Question-and-Answer Session
Operator
Your first question comes from the line of Jim Covello with Goldman Sachs. Go ahead, sir.
Kate Kotlarsky - Goldman Sachs
Hi. This is Kate Kotlarsky for Jim Covello. I had a couple of questions. One is you talked about the semiconductor market potentially being sort of the last to recover, as you look at all of your businesses. At the same time, we are already seeing a little bit of an improvement off of the bottom, granted off of the low base, but there is some improvement.
And you alluded to some of your customers, talking about improvement in shipments, et cetera. So I was just wondering where your comment was more about kind of significant improvement in business related to capacity buys or whether that was also related to some of the technology related buying we are already seeing from your customers?
Hans Betz
I think in reality, it's both. What we see at this point in time is some kind of silver lining, but it's hard for us to derive from these kind of stabilizing effect. We have higher service revenue. We see some (QAM) prices stabilizing. We see a higher fab utility.

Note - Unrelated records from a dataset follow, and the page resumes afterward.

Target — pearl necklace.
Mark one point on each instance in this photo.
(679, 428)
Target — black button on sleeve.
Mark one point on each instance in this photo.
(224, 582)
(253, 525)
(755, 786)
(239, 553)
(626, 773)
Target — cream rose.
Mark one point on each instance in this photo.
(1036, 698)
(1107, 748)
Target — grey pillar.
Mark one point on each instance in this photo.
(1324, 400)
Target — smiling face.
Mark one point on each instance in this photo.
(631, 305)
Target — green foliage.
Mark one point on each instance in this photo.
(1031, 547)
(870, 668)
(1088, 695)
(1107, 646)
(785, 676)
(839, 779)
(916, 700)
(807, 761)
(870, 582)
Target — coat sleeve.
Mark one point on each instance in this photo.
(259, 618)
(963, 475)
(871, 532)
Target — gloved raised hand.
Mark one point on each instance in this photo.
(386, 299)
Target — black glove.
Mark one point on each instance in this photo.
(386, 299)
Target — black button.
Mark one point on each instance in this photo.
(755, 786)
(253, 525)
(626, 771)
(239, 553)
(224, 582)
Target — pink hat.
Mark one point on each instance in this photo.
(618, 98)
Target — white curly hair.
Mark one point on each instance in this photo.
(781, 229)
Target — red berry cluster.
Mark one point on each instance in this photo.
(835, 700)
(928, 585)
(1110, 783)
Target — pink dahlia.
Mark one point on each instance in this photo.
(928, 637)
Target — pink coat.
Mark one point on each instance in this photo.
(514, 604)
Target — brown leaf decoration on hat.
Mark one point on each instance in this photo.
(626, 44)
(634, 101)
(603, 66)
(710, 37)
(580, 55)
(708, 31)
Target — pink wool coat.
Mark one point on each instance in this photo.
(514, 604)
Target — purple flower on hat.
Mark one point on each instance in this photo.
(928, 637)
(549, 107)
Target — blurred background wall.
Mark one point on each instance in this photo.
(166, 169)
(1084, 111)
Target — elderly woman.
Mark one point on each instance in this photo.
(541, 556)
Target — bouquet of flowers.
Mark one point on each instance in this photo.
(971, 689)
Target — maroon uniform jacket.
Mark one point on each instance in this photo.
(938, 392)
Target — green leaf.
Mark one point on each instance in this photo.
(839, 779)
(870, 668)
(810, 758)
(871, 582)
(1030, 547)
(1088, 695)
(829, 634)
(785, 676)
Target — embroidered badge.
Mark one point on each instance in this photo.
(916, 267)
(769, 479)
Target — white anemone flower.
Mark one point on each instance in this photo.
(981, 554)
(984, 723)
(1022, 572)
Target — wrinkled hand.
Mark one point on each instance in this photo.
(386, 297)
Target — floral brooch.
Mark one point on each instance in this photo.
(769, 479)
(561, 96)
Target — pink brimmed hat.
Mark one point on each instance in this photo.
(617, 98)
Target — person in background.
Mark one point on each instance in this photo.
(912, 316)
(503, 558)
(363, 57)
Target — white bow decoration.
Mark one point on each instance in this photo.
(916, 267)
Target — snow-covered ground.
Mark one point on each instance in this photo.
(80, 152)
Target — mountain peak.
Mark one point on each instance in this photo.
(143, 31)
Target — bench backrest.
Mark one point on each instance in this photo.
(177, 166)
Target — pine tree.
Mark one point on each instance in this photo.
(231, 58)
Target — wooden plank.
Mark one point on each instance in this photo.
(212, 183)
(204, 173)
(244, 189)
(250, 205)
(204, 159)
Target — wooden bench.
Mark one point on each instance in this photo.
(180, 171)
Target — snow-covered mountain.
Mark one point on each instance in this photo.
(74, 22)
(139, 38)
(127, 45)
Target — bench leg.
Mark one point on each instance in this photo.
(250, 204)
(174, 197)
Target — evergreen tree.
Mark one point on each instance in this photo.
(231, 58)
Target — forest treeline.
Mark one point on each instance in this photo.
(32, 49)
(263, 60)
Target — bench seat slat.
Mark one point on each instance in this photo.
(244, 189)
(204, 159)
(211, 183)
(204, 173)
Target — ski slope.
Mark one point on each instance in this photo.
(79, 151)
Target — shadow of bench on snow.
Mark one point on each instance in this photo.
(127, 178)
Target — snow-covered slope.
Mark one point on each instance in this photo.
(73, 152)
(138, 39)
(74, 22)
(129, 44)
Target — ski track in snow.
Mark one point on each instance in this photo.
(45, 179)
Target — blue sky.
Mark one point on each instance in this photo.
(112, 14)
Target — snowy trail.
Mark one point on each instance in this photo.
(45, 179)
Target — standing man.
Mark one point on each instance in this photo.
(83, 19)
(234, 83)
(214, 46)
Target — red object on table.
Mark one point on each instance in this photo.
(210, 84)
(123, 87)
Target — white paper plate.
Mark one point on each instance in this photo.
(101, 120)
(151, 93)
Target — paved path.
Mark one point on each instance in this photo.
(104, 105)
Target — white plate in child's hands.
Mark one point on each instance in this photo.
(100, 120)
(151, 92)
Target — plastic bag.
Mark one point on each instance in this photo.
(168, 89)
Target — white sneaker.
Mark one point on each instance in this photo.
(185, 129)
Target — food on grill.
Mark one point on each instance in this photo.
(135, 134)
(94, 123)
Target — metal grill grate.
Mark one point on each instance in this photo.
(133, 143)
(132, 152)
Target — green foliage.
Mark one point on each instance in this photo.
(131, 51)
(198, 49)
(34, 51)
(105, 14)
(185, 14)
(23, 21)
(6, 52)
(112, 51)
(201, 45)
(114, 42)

All those indications are positive, but they are not strong enough in order to derive something very strong as a rebound from that. We are just cautiously optimistic. But I think as long as no new fabs are really being announced than except the Intel fab and AMD fab, we haven't heard anything around that too. As long as this is not happening, we don't think there is a very fast recovery.
Kate Kotlarsky - Goldman Sachs
And if we just think about your guidance for Q1, if you think about the various market segments, how should we think about what's doing relatively better or worse as you see it in Q2?
Hans Betz
In Q2, we see definitely a much better solar business, in particular coming out of Europe and China. And I think we still are very, very cautious as far as the semiconductor market is concerned. Again, we haven't seen any strong recovery in our orders from this market, even though Lam and Novellus indicated shipments up in Q2 in a pretty substantial manner, 35% and 28%.
But because it didn't trickle down to us yet, I think we think it's more burning through the inventory, which may be a good sign, but it's not necessarily something which gives a strong indication that everything is rebounding on the semi side.